Его схватили и поволокли, заставив переступить через тело единственного верного друга, а потом связали руки и швырнули в трюм, где уже стонали и причитали остальные пленники.

- Что будет, что с нами теперь будет? - плакал пожилой толстый мужчина рядом с Инди. Раньше он носил богатые одежды и серебряную цепь на груди, но теперь всё это с него сорвали, он казался маленьким и жалким в своей шёлковой нижней рубашке, свисающей до колен, и утирал слёзы с пухлых щёк связанными руками.

- Знамо что, - мрачно отозвался один из матросов; он, видимо, сдался, поэтому его жизнь пощадили. - Повезут в Ильбиан. А может, в Шадрат, если он ближе... Я не знаю, где мы сейчас.

- В аду! В аду мы сейчас! - крикнул кто-то и разрыдался.

- Ад? Погоди, ада ты ещё не видал, - криво ухмыльнулся моряк. Его обветренное лицо выражало свирепое равнодушие и презрение к тем, кто не умел принять свою участь. К Инди это презрение тоже относилось. Он тоже не умел её принять.

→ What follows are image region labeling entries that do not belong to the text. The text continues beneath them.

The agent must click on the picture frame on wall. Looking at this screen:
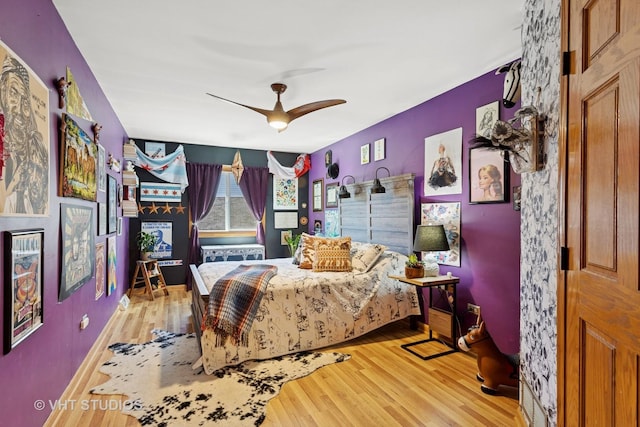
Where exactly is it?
[58,204,96,301]
[325,182,339,208]
[4,228,44,354]
[469,147,509,204]
[312,178,324,212]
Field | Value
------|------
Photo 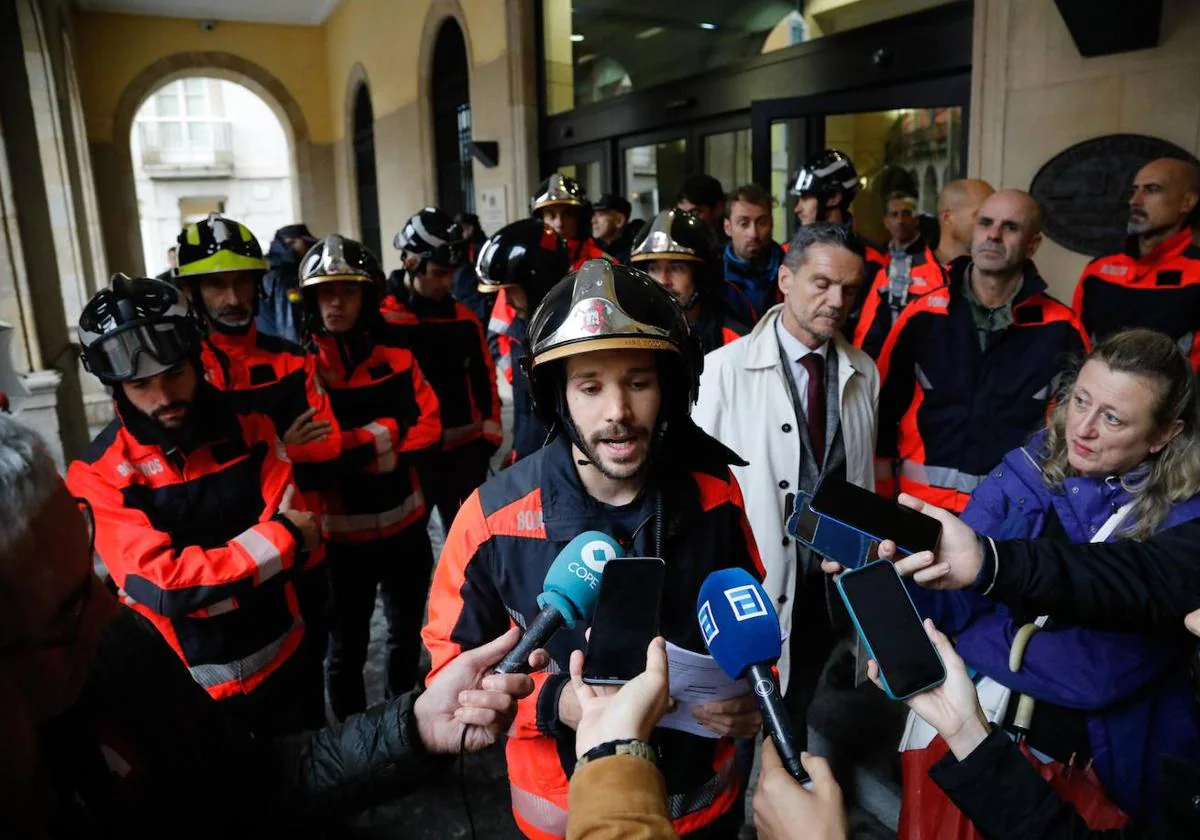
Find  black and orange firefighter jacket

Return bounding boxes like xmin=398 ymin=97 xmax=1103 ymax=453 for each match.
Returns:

Он сидел, забившись в угол, зажатый со всех сторон потными вонючими телами. Всего пленников было человек двадцать, все мужчины - женщин среди пассажиров не было. Инди оказался самым младшим из них, остальные были всё больше немолодые, степенные люди. У всех были связаны руки, у некоторых, вроде угрюмого моряка - ещё и ноги. Никто не пытался освободиться или помочь товарищам по несчастью - трюм всё равно заперт, а над ним стоит толпа до зубов вооружённых разбойников. Надеяться было не на что. Инди отёр с лица пот. От верёвки, скручивавшей запястья, саднило кожу. Сколько же времени он уже здесь? Ему казалось, что прошло много часов. Он хотел пить.

- Пить, - будто услышав его мысли, подхватил кто-то из другого угла; голос звучал плаксиво и жалобно. - Как хочется воды! Неужели они уморят нас...

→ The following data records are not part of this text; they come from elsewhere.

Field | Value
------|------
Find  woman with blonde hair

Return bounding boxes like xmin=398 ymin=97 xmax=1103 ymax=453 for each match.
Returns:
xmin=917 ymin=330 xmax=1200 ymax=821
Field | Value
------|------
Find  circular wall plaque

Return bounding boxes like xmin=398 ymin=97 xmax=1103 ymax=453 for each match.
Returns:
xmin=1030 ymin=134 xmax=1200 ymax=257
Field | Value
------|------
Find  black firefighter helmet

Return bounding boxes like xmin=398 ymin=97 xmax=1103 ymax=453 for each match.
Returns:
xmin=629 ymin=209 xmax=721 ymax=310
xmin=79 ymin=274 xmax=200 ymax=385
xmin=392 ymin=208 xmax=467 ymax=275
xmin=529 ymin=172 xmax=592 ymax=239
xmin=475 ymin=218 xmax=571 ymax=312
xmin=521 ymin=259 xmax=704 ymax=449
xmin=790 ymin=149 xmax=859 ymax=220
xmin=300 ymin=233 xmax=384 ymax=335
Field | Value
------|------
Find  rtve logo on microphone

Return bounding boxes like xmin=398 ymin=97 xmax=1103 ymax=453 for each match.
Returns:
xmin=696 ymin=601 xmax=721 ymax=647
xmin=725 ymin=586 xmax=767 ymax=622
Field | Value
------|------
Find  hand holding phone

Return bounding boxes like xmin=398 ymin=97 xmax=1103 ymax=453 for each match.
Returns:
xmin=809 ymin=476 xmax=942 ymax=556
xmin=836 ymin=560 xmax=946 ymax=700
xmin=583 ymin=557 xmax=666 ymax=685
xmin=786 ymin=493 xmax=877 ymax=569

И словно в ответ на эти слова, масляный фонарь под потолком размашисто качнулся, а люк трюма с грохотом отлетел, впустив в темноту рваную пляску пламени факелов.

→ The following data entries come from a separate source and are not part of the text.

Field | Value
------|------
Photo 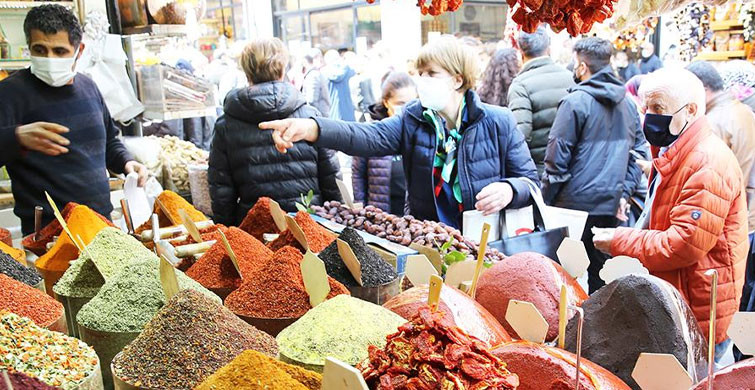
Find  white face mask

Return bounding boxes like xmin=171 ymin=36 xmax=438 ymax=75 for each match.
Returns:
xmin=31 ymin=49 xmax=79 ymax=87
xmin=416 ymin=76 xmax=453 ymax=111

Пленники разом примолкли и в молчаливом страхе смотрели вверх, не зная, что принесёт им этот свет. Сперва Инди увидел сапоги: дощатая ступенька трапа, ведущего в недра их тюрьмы, дрогнула и прогнулась под надавившей на неё ножищей. Потом показался и весь человек: коренастый, с широкими плечами, в короткой безрукавке, обнажавшей грудь и руки, заросшие густым волосом. На голове у него был платок, завязанный на бритом затылке, у пояса, звеня от каждого шага, целых две сабли. Инди вспомнил: когда его тащили в трюм, он видел, как этот человек раздавал приказы пиратам, стоя на мостике вместо убитого капитана.